Только часам к одиннадцати узнали, что действительно начали готовить этап, бедный лейтенант вертится, подойти не может - все и вся на виду, и только к вечеру Альдона сказала: действительно этап на восток, куда пока неизвестно, да какое это теперь имеет значение - катастрофа! Свобода, дом, все эти восстания, протесты, бунты - ерунда, все по-прежнему, я опять теряю связь с домом, я ведь не успела получить ни одного письма, только телеграмма, ни одной посылки. Тетя Варя! Она, может быть, уже выехала сюда, что будет с ней...
Тетя Варя приехать не успела, мы уже проходим карантин, в этап вывозят всех политических и всех бандитов, нас сюда завезли по ошибке, здесь рядом граница, нам здесь не место, а может быть, испугались налета Сосо, а может быть, а может быть... Тайны Мадридского двора, никто не должен знать, и уж тем более понимать сие, кроме высокого разума, высокого начальства, смертным это не доступно.
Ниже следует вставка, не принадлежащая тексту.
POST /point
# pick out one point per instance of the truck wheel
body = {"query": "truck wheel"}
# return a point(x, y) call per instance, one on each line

Проводы с плачем, тяжелым рыданием, разлучают матерей с дочерьми, отцов с сыновьями, с братьями, с сестрами.
Разрешили на дорогу передачи, а мы с Люсей пустые и при воспоминании об этапном хлебе, о селедке и кружке ледяной воды уже становится плохо.
Когда начали строить для вывода за зону, я стала искать глазами лейтенанта, его нет, а он обязан присутствовать, и меня что-то сорвало с места: бегу к его кабинету, вижу в окно, он сидит за столом, закрыв лицо руками, ворвалась, мы обнялись, плачем.